その後、バブルは破裂し、資本市場の意味は根本的に否定されたのに、多くの政治家や経済学者はそのまま延命し、富裕層は地位を失わず、もっぱら苦しい思いをする貧困層や、低賃金、不安定な雇用が増えることを気にすることもない。厳しい経験をした人は、貿易自由化も、「働き方改革」も、グローバリゼーションも、新型肺炎よりもっと前から、支持を失っていたのではないか。

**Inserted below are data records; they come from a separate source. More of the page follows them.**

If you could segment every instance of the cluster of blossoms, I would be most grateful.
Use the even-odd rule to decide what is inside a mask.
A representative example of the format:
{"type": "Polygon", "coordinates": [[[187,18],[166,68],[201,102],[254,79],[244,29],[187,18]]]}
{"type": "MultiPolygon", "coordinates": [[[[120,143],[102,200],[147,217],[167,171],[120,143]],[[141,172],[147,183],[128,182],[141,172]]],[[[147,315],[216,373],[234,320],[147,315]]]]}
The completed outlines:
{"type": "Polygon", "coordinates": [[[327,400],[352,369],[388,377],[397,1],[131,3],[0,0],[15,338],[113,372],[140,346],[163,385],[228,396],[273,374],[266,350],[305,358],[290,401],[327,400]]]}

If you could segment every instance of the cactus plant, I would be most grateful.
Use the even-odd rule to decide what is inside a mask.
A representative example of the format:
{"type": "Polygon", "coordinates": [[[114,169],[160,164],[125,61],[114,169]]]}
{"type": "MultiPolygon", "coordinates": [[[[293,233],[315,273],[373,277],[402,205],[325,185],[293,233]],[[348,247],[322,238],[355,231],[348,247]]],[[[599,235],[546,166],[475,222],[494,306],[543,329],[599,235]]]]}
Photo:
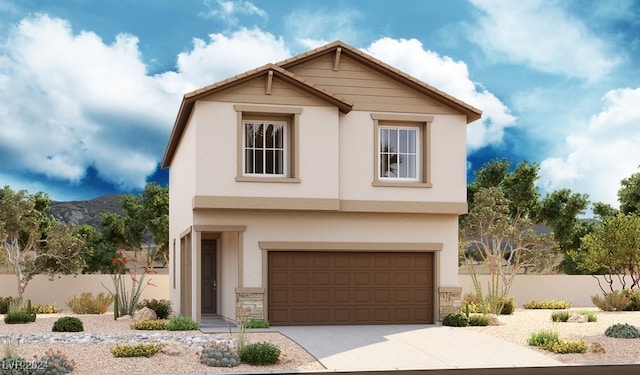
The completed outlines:
{"type": "Polygon", "coordinates": [[[200,363],[211,367],[236,367],[240,357],[228,345],[214,343],[202,349],[200,363]]]}

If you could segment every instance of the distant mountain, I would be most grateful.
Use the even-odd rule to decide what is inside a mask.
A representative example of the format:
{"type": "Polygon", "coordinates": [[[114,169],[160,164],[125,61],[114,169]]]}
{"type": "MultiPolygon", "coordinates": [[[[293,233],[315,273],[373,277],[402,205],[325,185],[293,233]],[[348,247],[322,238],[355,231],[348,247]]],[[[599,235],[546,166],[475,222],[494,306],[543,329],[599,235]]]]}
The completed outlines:
{"type": "Polygon", "coordinates": [[[89,224],[98,229],[100,214],[103,212],[122,214],[121,197],[121,195],[112,194],[88,201],[51,202],[49,213],[65,223],[89,224]]]}

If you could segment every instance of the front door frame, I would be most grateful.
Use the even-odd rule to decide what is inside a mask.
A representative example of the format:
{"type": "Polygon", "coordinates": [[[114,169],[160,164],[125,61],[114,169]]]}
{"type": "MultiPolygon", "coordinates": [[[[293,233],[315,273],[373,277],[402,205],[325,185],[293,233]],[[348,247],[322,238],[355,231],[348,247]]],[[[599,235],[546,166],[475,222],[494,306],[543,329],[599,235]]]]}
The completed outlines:
{"type": "Polygon", "coordinates": [[[200,243],[200,315],[217,315],[219,312],[219,245],[220,236],[203,235],[200,243]],[[207,262],[213,263],[207,268],[207,262]],[[212,274],[210,276],[210,274],[212,274]],[[211,293],[210,296],[207,294],[211,293]]]}

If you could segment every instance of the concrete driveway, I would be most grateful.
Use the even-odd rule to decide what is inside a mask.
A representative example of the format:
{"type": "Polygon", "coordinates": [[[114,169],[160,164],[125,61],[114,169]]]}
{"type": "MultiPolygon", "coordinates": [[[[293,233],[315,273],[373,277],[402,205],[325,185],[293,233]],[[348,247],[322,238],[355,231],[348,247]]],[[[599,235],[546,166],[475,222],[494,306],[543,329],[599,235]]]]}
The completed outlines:
{"type": "Polygon", "coordinates": [[[272,327],[328,370],[416,370],[560,366],[492,336],[439,325],[272,327]]]}

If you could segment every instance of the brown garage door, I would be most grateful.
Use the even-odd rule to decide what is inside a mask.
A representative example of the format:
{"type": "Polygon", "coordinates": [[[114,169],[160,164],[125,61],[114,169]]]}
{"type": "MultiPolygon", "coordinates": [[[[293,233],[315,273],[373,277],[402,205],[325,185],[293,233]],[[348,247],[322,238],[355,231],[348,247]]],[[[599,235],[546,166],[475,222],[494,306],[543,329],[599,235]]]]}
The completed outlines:
{"type": "Polygon", "coordinates": [[[433,323],[433,253],[269,252],[272,325],[433,323]]]}

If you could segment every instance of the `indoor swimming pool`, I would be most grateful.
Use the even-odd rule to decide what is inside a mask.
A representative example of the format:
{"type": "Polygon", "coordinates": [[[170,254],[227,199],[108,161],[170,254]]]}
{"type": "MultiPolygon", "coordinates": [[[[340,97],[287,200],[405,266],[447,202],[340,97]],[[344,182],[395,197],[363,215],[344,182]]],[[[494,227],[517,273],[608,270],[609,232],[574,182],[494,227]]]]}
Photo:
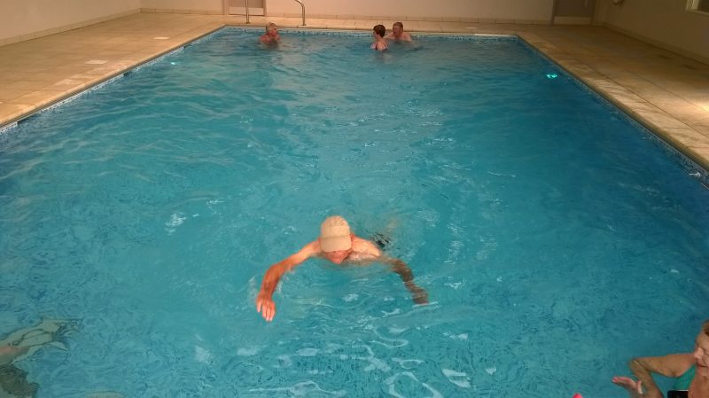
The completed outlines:
{"type": "Polygon", "coordinates": [[[37,397],[600,398],[691,349],[709,190],[635,122],[514,36],[261,30],[0,135],[0,339],[30,329],[37,397]],[[265,322],[335,214],[430,304],[310,260],[265,322]]]}

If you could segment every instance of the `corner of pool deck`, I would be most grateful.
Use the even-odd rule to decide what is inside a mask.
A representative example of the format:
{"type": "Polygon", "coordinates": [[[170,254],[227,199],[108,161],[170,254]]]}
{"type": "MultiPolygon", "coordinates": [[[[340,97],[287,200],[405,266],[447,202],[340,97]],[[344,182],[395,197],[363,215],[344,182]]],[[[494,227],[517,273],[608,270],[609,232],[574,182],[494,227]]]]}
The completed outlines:
{"type": "MultiPolygon", "coordinates": [[[[394,20],[144,12],[0,42],[0,132],[7,126],[225,26],[370,30],[394,20]]],[[[709,65],[603,27],[406,20],[416,34],[517,35],[709,170],[709,65]]],[[[255,39],[254,39],[255,43],[255,39]]],[[[705,176],[705,178],[706,176],[705,176]]]]}

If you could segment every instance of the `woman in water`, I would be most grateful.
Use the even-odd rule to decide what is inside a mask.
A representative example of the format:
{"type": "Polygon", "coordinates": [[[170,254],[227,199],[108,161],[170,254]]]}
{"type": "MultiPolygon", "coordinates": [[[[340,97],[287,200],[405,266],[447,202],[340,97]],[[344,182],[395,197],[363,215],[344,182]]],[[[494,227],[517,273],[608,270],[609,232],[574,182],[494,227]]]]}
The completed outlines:
{"type": "Polygon", "coordinates": [[[675,378],[673,390],[679,392],[675,396],[709,397],[709,320],[702,324],[702,329],[694,342],[693,352],[633,358],[630,361],[630,370],[637,381],[617,376],[613,378],[613,383],[627,390],[631,398],[663,397],[662,392],[652,379],[652,373],[675,378]]]}

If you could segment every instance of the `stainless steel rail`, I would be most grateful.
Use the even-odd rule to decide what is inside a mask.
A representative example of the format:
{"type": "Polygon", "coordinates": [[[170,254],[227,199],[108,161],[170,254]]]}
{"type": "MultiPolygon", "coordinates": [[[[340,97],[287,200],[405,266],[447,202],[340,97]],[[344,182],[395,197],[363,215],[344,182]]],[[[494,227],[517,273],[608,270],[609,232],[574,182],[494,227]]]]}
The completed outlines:
{"type": "MultiPolygon", "coordinates": [[[[248,0],[246,0],[246,2],[248,3],[248,0]]],[[[301,2],[300,0],[295,0],[295,2],[300,4],[300,8],[303,10],[303,13],[302,13],[302,15],[303,15],[303,25],[302,26],[305,26],[305,4],[303,4],[303,2],[301,2]]],[[[248,15],[248,13],[246,15],[248,15]]],[[[248,17],[246,17],[246,20],[248,20],[248,17]]]]}

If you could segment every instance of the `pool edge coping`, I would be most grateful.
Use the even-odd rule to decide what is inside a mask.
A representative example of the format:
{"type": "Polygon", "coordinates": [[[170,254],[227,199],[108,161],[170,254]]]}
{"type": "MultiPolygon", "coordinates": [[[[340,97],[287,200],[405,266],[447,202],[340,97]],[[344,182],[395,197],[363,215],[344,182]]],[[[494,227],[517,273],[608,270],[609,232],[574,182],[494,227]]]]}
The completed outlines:
{"type": "MultiPolygon", "coordinates": [[[[55,108],[62,104],[71,101],[78,97],[84,95],[87,92],[97,90],[112,82],[113,79],[121,77],[127,73],[133,71],[136,68],[146,66],[152,62],[157,61],[160,59],[166,57],[176,51],[180,51],[186,46],[196,43],[200,39],[215,34],[216,32],[224,28],[260,28],[251,24],[234,23],[230,21],[218,22],[210,24],[211,26],[206,27],[206,30],[201,30],[194,35],[187,36],[174,44],[161,49],[158,52],[150,56],[138,59],[136,62],[127,63],[122,67],[112,71],[106,74],[100,75],[96,79],[79,84],[64,92],[62,95],[56,96],[49,100],[43,101],[40,104],[28,105],[24,109],[11,113],[8,117],[0,118],[0,134],[4,134],[9,129],[13,129],[18,123],[33,117],[34,115],[42,112],[55,108]]],[[[336,27],[288,27],[288,29],[294,30],[318,30],[318,31],[331,31],[331,32],[361,32],[369,29],[358,29],[357,27],[351,28],[336,28],[336,27]]],[[[649,101],[638,96],[630,89],[614,82],[612,79],[604,75],[593,67],[589,66],[583,61],[579,60],[573,55],[564,51],[563,50],[554,46],[546,40],[541,39],[534,33],[525,31],[510,31],[504,33],[455,33],[455,32],[425,32],[425,31],[412,31],[414,35],[425,35],[434,36],[478,36],[478,37],[489,37],[489,36],[514,36],[518,38],[529,47],[534,49],[541,55],[548,60],[557,66],[564,70],[567,74],[573,77],[580,83],[586,86],[593,93],[598,95],[601,98],[608,101],[612,105],[616,106],[628,118],[637,122],[640,126],[646,129],[650,133],[654,135],[655,137],[659,139],[666,145],[669,146],[679,155],[689,160],[691,168],[697,169],[700,173],[699,180],[705,185],[709,185],[709,158],[705,157],[692,148],[690,136],[704,137],[700,132],[697,131],[692,127],[679,121],[673,115],[658,108],[649,101]],[[632,101],[631,101],[632,99],[632,101]],[[671,127],[668,127],[671,126],[671,127]],[[674,131],[673,131],[674,129],[674,131]]],[[[687,166],[685,164],[685,166],[687,166]]]]}

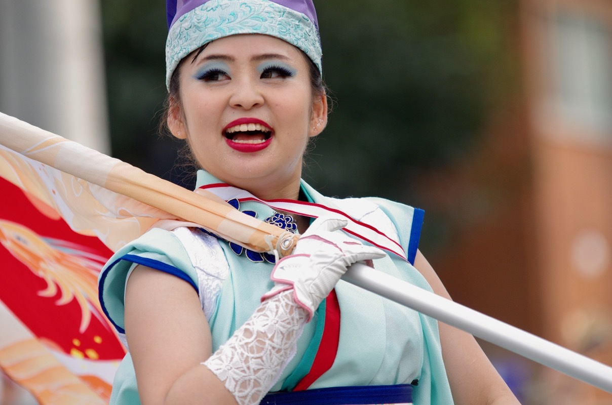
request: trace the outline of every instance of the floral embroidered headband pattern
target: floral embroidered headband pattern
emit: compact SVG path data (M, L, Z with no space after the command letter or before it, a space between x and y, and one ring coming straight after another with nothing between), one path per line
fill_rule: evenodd
M322 72L312 0L167 0L166 86L181 61L202 45L239 34L263 34L302 50Z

私は「新自由主義(ネオリベラリズム)」を批判することで十分だとは思いません。私は「社会民主主義」や「福祉国家」を回復することが答えだ、とは確信できないのです。
民主党の大統領候補指名争いは、混乱するにふさわしい内容を示すなら、すばらしいことです。ブティジェッジが勝つとは思えません。トランプとその支持者たちのネット選挙において最悪の文化戦争となるからです。しかし、だからこそ、彼がそれを跳ね返す雄弁さとネット戦略を示すなら、アメリカの民主主義は変わるでしょう。
中産階級の復活、貧困層に対する福祉を願うサンダースや、そのために富裕層やIT大企業に増税すると主張するウォレンにも、中傷や攻撃、対立は避けられません。それに勝利する政治家であってほしいです。平和を維持し、各地で社会を再生するために、同じことを思います。
私の本は、出版する必要などないのかもしれません。しかし、自分が多くの時間や、学生たちと話し合う機会を許されたことに、応えなければならないと思うのです。社会が私に与えた使命を果たしたい。この本が、時代の圧力に屈しないよう、未来を切り拓こうとする人たちへの小さな声援となってほしい、と思うのです。